The Howards of Virginia
A young Virginia man whose father and uncle had died fighting with the British during the French and Indian War builds a great plantation, befriends Thomas Jefferson, and learns to oppose his Loyalist relations and become a patriot. The Howards of Virginia is a cliché ridden tribute to American patriotism, produced at a time when the United States was divided over whether to provide financial and military support to England, which was at the time fighting a losing battle against Nazi Germany.
In the film, George Washington makes occasional appearances, as does fellow Virginian Patrick Henry, and stirring patriotic phrases creep in and out of the film’s dialogue. Matt Howard, the film’s protagonist portrayed by Cary Grant, goes through the requisite crisis of conscience while his more impetuous sons know what fate has drawn them to do, and act accordingly. When one is wounded while attempting to deliver a message to Lafayette, the father is spurred to action.
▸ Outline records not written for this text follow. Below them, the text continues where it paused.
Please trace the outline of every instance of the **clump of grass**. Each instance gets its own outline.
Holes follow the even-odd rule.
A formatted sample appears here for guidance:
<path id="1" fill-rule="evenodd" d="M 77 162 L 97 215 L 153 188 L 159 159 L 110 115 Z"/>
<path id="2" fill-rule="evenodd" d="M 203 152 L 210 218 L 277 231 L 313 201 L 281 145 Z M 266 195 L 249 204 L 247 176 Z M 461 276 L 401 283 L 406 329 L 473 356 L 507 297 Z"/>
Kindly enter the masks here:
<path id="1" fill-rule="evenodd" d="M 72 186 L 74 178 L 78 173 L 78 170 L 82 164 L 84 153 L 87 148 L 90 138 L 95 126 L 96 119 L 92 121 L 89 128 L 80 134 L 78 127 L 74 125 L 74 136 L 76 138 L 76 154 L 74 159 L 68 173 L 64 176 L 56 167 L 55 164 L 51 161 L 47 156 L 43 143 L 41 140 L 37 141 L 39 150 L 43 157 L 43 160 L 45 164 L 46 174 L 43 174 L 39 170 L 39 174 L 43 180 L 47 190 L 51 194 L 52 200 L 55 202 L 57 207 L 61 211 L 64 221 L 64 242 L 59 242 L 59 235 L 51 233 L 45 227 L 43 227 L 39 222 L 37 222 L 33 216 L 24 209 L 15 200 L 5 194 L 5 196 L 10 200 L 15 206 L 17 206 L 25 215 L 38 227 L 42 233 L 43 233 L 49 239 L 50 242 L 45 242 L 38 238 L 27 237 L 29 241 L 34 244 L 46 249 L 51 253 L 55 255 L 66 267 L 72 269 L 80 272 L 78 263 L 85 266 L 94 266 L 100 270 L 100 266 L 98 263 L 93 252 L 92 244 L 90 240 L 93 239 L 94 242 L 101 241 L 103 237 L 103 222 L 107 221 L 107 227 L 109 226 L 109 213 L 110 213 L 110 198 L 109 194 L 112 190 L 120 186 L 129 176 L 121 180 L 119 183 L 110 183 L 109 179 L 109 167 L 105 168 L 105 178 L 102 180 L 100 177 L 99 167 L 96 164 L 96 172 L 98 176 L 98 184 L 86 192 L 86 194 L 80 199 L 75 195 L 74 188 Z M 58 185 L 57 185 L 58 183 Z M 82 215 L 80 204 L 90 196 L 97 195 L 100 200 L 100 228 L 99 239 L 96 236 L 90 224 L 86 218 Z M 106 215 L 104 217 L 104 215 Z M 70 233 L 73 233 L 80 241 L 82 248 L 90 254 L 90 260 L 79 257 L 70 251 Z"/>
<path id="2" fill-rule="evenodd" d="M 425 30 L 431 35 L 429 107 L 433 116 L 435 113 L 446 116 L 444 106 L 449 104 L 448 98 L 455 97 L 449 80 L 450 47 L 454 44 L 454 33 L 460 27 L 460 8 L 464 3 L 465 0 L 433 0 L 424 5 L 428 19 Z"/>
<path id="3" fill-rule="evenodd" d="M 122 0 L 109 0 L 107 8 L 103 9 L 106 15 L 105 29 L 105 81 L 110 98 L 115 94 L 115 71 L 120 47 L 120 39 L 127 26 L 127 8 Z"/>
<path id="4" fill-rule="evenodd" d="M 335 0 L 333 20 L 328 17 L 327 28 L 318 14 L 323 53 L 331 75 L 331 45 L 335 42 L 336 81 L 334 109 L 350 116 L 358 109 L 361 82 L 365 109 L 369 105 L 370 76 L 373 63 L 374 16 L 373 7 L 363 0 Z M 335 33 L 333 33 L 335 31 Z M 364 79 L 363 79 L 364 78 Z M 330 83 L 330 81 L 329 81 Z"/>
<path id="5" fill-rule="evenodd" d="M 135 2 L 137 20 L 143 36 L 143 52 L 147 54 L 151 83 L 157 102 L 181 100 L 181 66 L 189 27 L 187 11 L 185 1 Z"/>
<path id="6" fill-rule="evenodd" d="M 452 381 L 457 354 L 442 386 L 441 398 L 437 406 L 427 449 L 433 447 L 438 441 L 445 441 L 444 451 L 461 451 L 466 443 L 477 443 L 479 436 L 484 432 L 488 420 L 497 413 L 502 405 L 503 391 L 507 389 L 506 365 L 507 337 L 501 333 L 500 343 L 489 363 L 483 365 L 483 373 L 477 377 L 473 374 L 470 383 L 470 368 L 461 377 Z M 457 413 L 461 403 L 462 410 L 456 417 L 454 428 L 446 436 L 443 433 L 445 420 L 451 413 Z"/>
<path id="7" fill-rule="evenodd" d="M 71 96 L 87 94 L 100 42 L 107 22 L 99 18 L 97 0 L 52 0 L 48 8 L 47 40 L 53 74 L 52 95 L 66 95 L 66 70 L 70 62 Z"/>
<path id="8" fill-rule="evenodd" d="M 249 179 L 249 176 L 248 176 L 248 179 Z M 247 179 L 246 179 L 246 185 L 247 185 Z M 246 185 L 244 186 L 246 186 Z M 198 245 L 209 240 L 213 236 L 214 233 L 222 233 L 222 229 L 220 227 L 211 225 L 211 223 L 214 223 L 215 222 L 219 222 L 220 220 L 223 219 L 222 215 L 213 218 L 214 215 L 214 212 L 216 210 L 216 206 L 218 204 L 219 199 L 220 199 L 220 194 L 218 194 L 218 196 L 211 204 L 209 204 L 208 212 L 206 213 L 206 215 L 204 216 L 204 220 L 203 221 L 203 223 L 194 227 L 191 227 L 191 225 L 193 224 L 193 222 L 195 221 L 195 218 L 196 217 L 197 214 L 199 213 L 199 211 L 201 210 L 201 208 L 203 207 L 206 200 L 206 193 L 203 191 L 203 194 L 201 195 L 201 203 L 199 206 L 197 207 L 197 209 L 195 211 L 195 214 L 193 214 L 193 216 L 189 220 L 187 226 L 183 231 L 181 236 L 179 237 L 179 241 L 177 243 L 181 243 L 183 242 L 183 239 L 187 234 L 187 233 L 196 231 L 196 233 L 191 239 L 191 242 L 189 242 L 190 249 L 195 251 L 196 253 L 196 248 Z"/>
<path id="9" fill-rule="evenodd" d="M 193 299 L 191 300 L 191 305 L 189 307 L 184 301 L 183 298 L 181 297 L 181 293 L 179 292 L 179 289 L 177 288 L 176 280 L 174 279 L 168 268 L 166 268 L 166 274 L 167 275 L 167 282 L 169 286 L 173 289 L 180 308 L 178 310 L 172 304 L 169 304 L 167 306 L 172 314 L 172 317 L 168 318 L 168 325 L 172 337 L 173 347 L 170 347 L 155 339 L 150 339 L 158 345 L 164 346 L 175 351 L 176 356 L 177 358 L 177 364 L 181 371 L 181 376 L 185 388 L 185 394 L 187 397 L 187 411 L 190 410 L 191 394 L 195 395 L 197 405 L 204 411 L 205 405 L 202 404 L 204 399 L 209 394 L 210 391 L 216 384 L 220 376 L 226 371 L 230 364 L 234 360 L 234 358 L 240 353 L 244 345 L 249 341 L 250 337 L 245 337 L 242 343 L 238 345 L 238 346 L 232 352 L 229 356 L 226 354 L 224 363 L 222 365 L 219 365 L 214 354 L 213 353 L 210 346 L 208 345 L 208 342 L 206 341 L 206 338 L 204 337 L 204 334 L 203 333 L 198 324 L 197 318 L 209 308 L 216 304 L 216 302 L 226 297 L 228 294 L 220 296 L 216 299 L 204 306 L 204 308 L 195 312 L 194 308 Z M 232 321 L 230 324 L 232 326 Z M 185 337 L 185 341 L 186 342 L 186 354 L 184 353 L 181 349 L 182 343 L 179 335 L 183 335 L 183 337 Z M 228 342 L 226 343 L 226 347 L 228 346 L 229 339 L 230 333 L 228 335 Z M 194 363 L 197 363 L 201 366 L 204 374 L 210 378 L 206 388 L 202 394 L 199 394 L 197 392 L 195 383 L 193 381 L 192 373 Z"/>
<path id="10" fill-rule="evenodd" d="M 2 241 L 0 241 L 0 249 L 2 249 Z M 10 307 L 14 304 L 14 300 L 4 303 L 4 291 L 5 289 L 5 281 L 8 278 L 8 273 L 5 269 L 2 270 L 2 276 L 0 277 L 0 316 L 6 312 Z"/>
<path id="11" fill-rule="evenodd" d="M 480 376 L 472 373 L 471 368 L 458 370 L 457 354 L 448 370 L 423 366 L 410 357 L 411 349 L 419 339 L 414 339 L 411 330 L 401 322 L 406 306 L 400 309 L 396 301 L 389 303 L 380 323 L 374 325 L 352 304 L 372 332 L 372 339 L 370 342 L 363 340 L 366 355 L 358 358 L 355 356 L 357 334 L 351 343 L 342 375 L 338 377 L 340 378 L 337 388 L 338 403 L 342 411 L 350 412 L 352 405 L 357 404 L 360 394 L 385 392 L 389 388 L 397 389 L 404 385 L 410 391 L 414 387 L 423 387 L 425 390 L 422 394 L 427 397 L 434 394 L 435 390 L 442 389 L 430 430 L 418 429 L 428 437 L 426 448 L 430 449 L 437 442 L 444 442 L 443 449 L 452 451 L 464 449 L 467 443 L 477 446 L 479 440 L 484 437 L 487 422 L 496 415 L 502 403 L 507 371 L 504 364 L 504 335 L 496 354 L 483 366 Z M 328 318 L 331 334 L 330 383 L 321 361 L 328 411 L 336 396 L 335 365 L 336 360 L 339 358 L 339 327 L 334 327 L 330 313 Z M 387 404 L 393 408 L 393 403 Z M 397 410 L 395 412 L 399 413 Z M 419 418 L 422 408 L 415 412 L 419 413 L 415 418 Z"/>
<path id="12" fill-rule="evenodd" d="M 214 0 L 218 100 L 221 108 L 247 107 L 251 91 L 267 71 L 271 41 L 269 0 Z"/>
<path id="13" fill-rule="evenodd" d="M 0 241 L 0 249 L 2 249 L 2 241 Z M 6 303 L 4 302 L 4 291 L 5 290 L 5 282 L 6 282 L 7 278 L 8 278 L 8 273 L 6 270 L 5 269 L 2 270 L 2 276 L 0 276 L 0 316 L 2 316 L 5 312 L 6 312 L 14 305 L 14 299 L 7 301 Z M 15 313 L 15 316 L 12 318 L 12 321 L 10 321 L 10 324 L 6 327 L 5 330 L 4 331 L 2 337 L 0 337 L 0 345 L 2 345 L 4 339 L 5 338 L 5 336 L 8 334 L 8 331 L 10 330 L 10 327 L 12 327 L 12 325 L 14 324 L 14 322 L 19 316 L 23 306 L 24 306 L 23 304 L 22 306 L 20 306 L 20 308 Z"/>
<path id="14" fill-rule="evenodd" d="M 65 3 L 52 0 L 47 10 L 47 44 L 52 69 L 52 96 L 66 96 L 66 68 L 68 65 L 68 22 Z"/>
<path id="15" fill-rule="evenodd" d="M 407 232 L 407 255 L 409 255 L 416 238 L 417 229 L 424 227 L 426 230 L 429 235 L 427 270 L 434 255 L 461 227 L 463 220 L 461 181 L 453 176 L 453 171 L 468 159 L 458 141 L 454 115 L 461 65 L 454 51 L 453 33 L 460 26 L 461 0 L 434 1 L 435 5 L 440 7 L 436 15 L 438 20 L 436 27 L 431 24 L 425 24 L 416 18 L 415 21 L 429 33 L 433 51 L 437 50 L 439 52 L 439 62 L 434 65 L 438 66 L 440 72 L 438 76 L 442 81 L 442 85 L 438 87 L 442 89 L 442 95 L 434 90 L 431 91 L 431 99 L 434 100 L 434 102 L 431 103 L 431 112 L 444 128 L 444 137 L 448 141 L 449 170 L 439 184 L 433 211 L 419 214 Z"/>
While not historically inaccurate, although it does on occasion place certain historical personages in the wrong place at the wrong time, The Howards of Virginia does little to explain the causes of the rebellion against the King beyond the too often overworked “struggle against tyranny.” Virginia was a hotbed of revolutionary fervor for reasons often different from their New England brethren – many of them linked to England’s control of the slave trade – but these themes are unexplored.
The film does touch on the disillusionment of loyalists who feel that an uneducated and unruly mob will never replace the law and order offered by a king but such sentiments are washed away in patriotic fervor. All in all, the film could be placed with any of America’s wars as its backdrop, including the one about to take place as it was made in 1940.